Implement "wrapping" local coordinates?

[ettersi]

There are a few occasions where it would be handy to have local coordinates that "wrap" around the surface of the earth. For example:

• When putting axis ticks in meters / kilometers on a WebMercator map:

  yticks = [
      convert(
          WebMercator, 
          cwrap(
              WrappingEastNorth(map_origin), 
              (0u"km", y), 
          )
      ).y
     for y in (-5:5)u"km"
  ]

• We work with devices that communicate acoustically under water.
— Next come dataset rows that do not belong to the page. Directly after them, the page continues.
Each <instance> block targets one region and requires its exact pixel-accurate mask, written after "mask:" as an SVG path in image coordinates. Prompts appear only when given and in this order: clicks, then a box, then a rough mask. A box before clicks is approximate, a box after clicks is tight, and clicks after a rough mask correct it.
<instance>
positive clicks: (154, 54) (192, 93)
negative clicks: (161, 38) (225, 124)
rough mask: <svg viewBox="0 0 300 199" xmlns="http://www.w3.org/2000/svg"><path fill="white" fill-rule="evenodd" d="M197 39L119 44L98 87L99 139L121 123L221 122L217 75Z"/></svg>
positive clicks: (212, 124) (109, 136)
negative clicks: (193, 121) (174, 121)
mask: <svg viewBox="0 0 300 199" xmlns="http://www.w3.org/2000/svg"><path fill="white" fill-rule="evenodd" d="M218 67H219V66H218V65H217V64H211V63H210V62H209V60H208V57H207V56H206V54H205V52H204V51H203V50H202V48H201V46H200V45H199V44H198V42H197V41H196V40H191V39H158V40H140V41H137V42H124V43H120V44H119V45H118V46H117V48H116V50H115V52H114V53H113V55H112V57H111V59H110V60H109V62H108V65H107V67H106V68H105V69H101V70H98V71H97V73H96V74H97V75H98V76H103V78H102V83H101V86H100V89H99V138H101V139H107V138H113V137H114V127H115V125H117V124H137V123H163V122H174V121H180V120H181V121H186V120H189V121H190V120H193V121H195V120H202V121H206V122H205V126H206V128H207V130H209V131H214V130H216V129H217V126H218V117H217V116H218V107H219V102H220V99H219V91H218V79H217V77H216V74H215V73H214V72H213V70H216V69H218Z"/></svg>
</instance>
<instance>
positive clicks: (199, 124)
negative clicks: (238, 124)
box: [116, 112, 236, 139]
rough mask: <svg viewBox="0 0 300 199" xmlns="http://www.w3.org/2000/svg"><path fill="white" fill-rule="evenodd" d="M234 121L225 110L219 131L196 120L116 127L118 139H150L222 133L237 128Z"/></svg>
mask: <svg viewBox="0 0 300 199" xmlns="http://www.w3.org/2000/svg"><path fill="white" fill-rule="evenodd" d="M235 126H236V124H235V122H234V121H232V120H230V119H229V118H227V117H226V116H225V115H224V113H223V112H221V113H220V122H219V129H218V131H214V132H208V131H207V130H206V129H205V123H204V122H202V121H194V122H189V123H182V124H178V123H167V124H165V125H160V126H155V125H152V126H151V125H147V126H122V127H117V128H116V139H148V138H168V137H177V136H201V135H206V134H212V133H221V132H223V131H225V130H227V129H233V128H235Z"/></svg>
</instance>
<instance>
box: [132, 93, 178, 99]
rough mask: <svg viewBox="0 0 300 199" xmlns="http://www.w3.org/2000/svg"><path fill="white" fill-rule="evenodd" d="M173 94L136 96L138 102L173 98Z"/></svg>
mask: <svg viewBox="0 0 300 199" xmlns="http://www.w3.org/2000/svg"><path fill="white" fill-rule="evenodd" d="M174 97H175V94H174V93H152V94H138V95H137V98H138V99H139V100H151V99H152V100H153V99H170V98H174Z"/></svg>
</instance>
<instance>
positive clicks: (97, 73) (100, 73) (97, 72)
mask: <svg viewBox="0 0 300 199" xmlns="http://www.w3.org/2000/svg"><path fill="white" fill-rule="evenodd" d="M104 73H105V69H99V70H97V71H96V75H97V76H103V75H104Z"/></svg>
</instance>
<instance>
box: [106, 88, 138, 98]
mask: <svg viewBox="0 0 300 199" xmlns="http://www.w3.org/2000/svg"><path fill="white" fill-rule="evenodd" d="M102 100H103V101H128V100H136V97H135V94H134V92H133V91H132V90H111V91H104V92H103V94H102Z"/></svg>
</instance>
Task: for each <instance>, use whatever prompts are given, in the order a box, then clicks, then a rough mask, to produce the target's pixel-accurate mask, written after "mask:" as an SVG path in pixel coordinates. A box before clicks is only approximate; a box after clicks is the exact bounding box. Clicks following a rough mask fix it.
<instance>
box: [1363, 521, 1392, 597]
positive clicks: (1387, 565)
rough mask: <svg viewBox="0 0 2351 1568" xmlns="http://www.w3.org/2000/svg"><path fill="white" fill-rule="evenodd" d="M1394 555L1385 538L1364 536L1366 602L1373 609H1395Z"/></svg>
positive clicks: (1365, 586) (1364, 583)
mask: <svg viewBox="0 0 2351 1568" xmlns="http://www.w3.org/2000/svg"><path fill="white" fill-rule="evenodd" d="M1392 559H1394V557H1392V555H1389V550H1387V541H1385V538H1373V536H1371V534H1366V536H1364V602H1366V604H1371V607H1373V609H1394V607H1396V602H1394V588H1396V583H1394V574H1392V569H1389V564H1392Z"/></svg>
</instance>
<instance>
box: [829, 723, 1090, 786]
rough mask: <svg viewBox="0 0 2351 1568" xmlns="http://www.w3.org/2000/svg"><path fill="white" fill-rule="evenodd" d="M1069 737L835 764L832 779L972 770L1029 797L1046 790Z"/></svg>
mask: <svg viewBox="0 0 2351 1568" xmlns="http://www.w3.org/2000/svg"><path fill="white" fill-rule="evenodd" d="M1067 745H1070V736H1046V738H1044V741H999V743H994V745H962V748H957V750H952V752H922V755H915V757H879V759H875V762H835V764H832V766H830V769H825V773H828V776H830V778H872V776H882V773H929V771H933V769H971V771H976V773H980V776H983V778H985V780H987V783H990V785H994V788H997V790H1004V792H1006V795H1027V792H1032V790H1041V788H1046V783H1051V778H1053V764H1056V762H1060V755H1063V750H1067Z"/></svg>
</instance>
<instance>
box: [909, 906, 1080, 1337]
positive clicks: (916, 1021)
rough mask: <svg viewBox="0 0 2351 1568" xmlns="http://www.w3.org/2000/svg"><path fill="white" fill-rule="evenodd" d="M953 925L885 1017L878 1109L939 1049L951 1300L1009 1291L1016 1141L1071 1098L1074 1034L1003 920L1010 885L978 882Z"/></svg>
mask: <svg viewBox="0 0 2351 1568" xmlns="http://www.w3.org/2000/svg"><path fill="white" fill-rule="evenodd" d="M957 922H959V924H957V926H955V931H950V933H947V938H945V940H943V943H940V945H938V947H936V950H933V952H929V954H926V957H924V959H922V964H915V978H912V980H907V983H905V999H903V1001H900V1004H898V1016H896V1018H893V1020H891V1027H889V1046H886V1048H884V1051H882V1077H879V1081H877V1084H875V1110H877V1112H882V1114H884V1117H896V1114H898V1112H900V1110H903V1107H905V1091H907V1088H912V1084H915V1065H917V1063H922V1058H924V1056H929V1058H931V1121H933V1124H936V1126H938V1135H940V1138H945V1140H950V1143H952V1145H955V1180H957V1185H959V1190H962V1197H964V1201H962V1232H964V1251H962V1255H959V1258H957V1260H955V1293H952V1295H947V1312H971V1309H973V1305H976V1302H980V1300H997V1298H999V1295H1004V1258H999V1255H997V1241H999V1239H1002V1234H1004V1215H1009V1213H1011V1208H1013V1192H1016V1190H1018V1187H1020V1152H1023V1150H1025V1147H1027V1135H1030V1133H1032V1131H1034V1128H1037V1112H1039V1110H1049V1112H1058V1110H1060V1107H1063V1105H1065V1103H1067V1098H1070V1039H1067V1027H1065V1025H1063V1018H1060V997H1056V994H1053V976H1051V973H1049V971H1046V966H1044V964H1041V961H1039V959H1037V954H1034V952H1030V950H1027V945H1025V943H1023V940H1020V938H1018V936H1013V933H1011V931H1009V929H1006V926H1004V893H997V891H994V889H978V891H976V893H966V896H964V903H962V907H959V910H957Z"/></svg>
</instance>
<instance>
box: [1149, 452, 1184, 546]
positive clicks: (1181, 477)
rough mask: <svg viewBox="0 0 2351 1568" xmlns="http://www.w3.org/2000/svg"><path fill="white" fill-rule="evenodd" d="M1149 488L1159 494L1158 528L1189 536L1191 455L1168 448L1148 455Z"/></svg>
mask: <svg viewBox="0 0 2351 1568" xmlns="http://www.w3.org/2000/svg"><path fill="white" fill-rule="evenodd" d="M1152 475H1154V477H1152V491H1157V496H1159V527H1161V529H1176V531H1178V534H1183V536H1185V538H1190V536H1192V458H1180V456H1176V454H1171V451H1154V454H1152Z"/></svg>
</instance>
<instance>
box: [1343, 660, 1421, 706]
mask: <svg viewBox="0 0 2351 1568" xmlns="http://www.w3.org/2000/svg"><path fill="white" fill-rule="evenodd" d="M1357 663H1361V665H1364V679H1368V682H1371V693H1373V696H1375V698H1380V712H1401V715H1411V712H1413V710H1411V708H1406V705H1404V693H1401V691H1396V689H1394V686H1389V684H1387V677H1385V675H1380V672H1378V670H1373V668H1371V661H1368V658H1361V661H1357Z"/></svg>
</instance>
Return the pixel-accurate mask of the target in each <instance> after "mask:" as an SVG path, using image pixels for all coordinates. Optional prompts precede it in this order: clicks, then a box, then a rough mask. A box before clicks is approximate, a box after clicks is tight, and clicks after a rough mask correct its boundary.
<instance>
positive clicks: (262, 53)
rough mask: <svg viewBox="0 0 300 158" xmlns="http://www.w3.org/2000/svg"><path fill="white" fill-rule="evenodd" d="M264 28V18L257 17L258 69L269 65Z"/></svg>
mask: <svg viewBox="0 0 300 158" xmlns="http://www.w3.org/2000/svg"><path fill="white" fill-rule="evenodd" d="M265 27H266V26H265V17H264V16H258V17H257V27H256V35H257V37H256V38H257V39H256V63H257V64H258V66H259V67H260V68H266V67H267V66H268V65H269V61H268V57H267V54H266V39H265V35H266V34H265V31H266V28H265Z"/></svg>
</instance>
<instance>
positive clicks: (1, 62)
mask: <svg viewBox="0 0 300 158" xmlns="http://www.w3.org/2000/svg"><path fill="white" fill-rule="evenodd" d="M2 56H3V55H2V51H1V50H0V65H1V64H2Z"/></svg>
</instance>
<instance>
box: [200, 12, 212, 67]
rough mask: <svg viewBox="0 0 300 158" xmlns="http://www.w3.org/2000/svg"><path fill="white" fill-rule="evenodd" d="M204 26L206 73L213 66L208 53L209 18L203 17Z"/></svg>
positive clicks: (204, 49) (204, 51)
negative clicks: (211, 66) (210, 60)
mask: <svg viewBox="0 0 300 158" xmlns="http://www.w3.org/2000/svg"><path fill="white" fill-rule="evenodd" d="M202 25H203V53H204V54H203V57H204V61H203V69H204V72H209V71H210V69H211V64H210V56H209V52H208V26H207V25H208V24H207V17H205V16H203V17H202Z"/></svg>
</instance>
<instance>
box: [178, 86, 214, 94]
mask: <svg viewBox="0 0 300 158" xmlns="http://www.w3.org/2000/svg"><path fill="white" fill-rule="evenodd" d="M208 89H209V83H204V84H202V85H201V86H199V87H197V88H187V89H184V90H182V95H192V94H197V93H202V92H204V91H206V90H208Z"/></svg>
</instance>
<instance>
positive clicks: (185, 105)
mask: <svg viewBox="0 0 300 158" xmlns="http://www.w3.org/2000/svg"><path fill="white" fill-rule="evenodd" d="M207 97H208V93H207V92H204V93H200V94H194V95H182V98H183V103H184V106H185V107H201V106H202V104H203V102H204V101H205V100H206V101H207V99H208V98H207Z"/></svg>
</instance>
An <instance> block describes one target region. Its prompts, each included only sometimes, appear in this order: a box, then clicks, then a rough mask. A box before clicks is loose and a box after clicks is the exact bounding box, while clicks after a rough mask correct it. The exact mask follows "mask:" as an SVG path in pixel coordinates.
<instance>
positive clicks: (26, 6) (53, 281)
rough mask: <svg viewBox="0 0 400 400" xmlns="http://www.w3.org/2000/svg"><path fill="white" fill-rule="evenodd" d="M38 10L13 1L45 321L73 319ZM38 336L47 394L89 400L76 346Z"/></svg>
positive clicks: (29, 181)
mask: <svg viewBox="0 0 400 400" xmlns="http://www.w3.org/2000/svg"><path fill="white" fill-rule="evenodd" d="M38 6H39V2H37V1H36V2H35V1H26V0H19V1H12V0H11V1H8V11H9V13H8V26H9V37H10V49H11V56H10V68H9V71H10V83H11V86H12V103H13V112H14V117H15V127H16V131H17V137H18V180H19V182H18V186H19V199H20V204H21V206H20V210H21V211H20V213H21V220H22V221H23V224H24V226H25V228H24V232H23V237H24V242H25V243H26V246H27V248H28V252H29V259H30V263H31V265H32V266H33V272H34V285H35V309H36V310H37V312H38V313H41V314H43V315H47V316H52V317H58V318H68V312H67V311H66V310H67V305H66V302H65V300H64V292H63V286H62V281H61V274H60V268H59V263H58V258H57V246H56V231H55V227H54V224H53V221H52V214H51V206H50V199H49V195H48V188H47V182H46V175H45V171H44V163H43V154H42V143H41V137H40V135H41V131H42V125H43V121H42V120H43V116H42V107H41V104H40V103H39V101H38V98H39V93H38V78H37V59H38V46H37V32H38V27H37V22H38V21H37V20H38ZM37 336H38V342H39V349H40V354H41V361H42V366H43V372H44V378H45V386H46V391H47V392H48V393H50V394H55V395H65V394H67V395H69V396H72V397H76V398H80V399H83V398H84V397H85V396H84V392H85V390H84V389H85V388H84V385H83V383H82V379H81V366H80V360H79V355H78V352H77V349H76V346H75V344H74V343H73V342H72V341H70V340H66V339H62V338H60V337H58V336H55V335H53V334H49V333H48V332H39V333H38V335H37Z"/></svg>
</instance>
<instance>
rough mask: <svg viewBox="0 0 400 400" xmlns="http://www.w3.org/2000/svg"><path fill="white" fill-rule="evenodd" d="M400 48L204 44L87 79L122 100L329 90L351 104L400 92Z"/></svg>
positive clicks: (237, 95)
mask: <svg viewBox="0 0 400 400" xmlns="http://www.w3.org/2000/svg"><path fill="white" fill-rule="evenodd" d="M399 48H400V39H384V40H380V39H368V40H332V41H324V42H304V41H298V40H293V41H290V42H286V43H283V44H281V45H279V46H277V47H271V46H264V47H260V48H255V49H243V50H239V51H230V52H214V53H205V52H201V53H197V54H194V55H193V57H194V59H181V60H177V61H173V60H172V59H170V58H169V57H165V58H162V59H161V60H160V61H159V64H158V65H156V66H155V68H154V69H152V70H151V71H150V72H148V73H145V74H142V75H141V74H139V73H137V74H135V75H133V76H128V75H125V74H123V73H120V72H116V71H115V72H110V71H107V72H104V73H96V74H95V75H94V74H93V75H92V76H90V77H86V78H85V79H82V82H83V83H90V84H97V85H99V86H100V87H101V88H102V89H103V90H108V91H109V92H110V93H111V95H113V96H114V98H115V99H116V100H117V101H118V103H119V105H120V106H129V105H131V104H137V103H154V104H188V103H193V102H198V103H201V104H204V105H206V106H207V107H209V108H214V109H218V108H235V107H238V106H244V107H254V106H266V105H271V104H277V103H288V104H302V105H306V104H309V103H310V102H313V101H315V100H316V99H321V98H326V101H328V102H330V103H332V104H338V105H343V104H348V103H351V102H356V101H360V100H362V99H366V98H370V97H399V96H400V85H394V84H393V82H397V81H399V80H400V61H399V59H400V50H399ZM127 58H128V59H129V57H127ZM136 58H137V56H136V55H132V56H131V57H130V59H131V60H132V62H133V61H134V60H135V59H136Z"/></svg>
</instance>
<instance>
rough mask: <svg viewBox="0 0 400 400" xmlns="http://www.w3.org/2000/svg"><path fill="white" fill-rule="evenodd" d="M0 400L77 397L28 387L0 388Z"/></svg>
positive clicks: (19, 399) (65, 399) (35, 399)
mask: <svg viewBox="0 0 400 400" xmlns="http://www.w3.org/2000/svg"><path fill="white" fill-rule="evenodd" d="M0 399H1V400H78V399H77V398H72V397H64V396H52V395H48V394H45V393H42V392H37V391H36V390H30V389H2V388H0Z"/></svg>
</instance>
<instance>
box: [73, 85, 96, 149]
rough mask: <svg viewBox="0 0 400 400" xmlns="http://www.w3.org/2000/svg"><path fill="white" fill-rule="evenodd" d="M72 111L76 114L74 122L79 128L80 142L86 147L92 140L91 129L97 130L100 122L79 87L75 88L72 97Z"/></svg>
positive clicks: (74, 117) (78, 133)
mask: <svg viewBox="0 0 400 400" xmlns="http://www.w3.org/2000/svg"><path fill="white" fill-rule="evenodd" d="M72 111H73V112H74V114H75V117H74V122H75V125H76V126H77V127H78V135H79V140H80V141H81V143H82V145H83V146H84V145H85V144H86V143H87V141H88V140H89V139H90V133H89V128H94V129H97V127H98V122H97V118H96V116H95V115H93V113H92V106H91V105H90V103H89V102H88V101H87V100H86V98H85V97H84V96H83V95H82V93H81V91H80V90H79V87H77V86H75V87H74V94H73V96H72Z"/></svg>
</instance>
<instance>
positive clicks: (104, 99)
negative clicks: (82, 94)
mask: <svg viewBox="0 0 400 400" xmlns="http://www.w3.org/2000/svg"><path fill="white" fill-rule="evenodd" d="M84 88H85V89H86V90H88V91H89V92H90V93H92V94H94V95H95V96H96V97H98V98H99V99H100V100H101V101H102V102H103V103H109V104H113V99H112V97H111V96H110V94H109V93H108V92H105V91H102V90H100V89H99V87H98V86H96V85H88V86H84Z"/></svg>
In shallow bodies of water, sound is constrained to travel along the surface of the earth rather than tunnel through the seabed, so in this case working in a wrapping coordinate system is more accurate.

I must admit that I am not aware of any reference for such a coordinate system, so this proposal is quite speculative. Curious to hear what other people might think.

[juliohm]

I believe that we need to distinguish between periodic and aperiodic dimensions as we do in Meshes.jl. If we are talking about LatLon coordinates, these can clearly wrap around with the appropriate algebraic structure. On the other hand, if we are talking about Projected coordinates, there is not really a way to wrap around. Instead, we should convert back to LatLon, work in this periodic space, and then project back.

Notice that Projected coordinates must satisfy bounds, catalogued in their EPSG codes. These bounds are a function of the LatLon bounds of the projection. Operating on the projected coordinates directly is risky, and we should avoid that.

[ettersi]

I believe I may have chosen my words poorly. By "wrapping coordinates", I mean coordinates that wrap around the surface of the earth like a paper wraps around a stone, not "wrapping" as in periodic boundaries. So what I'm asking for is not to change the behaviour of any existing coordinate type, but to add a new type such that LatLon(0,0) + WrappingEastNorth(1e6,0) gives me a point close to LatLon(0, 90) rather than somewhere out in space.

[juliohm]

How does it differ from #48 then? You mean that we should be able to consider this periodic behavior when adding the ENU shifts? That will be automatic given the constructor of LatLon.

[ettersi]

ENU coordinates are usually assumed to be cartesian, while what I'm proposing here is not. For illustration, assuming the earth is a sphere with radius 1:

Cartesian(1, 0, 0) + CartesianEastNorth(1, 0) -> Cartesian(1, 1, 0)
Cartesian(1, 0, 0) + WrappingEastNorth(1, 0) -> Cartesian(cos(1), sin(1), 0)

[juliohm]

So it is a matter of terminology then. We thought that ENU was the wrapping case where LatLon + ENU would still produce LatLon on the sphere. Why do we need a CartesianENU? Isn't Cartesian enough?

[ettersi]

Imagine I have a GPS, a compass, a plumb line and a ranging device. Then I can compute the location of any other visible object using something like

gps + convert(CartesianENU, Spherical(range, 90u"°" - slope, azimuth + 90u"°"))

(Not sure what the syntax for the Spherical-to-CartesianENU conversion should be, but thanks a ton for the Spherical type 😉 )

[juliohm]

Not clear yet the meaning of CartesianENU, can you provide a MWE with actual numbers to see if we are talking about the same ideas?

[ettersi]

Cartesian:

julia> using Geodesy
       x = LLA{Float64}(0,0,0)
       d = ENU{Float64}(10e3,0,0);

julia> LLAfromENU(x, wgs84)(d)
LLA(lat=0.0°, lon=0.08983145480493704°, alt=7.839274896367615) # Almost 8m off the ground

julia> ECEFfromENU(x, wgs84)(d)
ECEF(6.378137e6, 10000.0, 0.0) # y component is exactly 10km

Wrapping:

julia> using MapMaths
       x = LatLon(0,0)
       d = EastNorth(10e3,0);

julia> x + d
LatLon{Float64}(-1.43e-322, 0.08983152841195213) # Still exactly at sea level

julia> ECEF(x + d)
ECEF{Float64}(6.378129160721892e6, 9999.99590304674, -3.130123e-317) # y component is slightly less than 10km

[juliohm]

I believe that this issue is a dup of #48 in the sense that we will only need a ENU type that wraps around the ellipsoid. The CartesianENU is not different than a normal Cartesian.